Merlo – El caso de Cecilia Liliana Morales, condenada a 15 años de prisión por la muerte de su esposo, Alcides Jorge Junco, volvió a cobrar relevancia tras la presentación del recurso de casación por parte de su defensa. El expediente no sólo plantea la discusión sobre la responsabilidad penal de la acusada, sino también sobre el alcance de la perspectiva de género en la investigación y el juzgamiento de hechos ocurridos en el ámbito de la violencia doméstica.
El hecho ocurrió el 23 de marzo de 2025, alrededor de las 18:30, en la vivienda ubicada en Condarco 2079, de Mariano Acosta, partido de Merlo. Allí falleció Alcides Jorge Junco, fundador y director de la Fundación Pascua, comunidad terapéutica dedicada al tratamiento de personas con consumos problemáticos.
La investigación concluyó con la imputación de su esposa, Cecilia Liliana Morales, quien fue llevada a juicio acusada del delito de homicidio agravado por el vínculo.
El Tribunal Oral en lo Criminal N.º 4 de Morón, integrado por los jueces Verónica Vanesa Gerez, Carlos Roberto Torti y Rodolfo Castañares, la condenó por considerar acreditado que dio muerte a su marido mediante una puñalada. Sin embargo, descartó que hubiera actuado en legítima defensa, al sostener que las lesiones constatadas en la cabeza y el cuello de Morales se produjeron cuando la agresión ya no era inminente y que, al momento del ataque mortal, no existía un peligro actual que justificara el uso de fuerza letal.

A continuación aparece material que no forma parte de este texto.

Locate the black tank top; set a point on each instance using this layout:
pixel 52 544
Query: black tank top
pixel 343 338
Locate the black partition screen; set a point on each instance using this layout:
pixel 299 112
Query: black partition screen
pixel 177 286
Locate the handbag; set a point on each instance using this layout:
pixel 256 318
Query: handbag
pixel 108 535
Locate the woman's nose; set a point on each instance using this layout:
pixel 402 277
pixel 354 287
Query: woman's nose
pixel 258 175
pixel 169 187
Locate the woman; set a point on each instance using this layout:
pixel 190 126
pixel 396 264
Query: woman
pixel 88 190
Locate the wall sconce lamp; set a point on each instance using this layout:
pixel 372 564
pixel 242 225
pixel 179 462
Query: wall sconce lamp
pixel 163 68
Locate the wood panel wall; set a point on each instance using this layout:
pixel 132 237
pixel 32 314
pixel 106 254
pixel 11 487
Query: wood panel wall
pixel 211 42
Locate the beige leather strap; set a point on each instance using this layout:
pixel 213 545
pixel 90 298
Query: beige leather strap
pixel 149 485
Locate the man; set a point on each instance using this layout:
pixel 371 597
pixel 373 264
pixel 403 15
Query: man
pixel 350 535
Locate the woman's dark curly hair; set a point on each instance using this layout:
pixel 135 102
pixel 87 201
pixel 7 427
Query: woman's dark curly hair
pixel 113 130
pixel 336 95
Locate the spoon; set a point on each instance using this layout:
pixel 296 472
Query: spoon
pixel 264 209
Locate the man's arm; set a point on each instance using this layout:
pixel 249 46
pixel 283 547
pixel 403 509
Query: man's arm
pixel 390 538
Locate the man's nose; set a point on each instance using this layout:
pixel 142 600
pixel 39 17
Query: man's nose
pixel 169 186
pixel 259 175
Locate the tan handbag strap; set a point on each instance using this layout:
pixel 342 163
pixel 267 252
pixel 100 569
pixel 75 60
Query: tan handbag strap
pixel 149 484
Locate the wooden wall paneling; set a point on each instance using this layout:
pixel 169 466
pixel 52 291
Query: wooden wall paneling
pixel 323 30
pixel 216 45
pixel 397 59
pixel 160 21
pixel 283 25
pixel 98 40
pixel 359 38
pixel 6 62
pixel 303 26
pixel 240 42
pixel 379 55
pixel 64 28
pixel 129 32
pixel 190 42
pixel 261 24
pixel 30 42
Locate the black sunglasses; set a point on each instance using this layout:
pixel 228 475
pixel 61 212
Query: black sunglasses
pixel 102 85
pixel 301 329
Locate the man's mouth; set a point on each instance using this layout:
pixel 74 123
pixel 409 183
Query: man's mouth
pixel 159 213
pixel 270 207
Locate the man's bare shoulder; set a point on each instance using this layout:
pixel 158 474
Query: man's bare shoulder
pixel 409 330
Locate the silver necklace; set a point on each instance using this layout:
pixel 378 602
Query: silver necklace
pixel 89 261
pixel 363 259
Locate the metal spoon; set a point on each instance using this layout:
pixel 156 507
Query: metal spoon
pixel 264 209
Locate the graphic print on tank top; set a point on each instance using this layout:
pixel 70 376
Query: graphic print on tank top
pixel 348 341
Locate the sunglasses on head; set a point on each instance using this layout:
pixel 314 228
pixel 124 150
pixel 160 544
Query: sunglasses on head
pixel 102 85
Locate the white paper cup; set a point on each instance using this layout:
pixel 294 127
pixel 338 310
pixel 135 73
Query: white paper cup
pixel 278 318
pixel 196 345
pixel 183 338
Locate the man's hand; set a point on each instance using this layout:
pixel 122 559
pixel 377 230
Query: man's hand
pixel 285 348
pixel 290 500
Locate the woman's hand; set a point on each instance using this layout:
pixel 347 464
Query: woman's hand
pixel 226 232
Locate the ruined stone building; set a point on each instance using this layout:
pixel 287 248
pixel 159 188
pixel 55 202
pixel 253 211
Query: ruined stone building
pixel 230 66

Durante todo el proceso, la defensa sostuvo una versión distinta. Cecilia Morales declaró haber vivido una relación marcada por la violencia física, psicológica, sexual y económica. Según su relato, su esposo la obligaba a mantener relaciones sexuales con otros hombres organizadas por él mediante una página de internet y que, si se negaba, era golpeada. También afirmó que las agresiones se intensificaron durante el año de matrimonio, luego de tres años de relación.
Uno de los aspectos que hoy cuestiona el recurso de casación es la ausencia de medidas probatorias que permitieran evaluar ese contexto de violencia. La defensa sostiene que no se realizaron pericias psicológicas ni psiquiátricas sobre Cecilia Morales, tampoco evaluaciones especializadas para determinar indicadores compatibles con violencia de género o violencia doméstica, ni fueron convocados testigos que, según afirma, podían aportar información relevante sobre la dinámica de la pareja.
La discusión jurídica excede la existencia material del hecho, que nunca fue controvertida. El eje del debate pasa por determinar si el caso fue analizado incorporando adecuadamente la perspectiva de género, tal como exigen la Constitución Nacional, los tratados internacionales de derechos humanos con jerarquía constitucional y la Ley 26.485 de Protección Integral para Prevenir, Sancionar y Erradicar la Violencia contra las Mujeres.
La jurisprudencia de la Corte Suprema de Justicia de la Nación y de la Corte Interamericana de Derechos Humanos ha señalado reiteradamente que, cuando una mujer denuncia haber sufrido violencia de género, los operadores judiciales deben investigar de manera reforzada ese contexto antes de valorar su conducta, evitando razonamientos basados en estereotipos o exigiendo comportamientos ideales de las víctimas.
En este expediente, la defensa sostiene que esas pautas no fueron plenamente observadas y que ello pudo haber influido en la valoración de la prueba y en la decisión final. El Ministerio Público Fiscal y el Tribunal, por su parte, entendieron que los elementos reunidos durante el debate permitían descartar la legítima defensa y concluir que correspondía la condena.
Actualmente, Cecilia Morales cumple la pena impuesta en la Unidad N.º 47 de San Martín, donde retomó sus estudios primarios. Antes de su detención trabajaba como masoterapeuta y operadora en adicciones.
El caso permanece ahora bajo análisis del Tribunal de Casación Penal de la Provincia de Buenos Aires, que deberá resolver si la sentencia respetó los estándares legales aplicables o si corresponde revisar la condena a la luz de los agravios planteados por la defensa. Su decisión podría tener relevancia no sólo para este expediente, sino también para futuros casos en los que se discuta la incidencia de la violencia de género en la responsabilidad penal de mujeres acusadas de matar a sus parejas.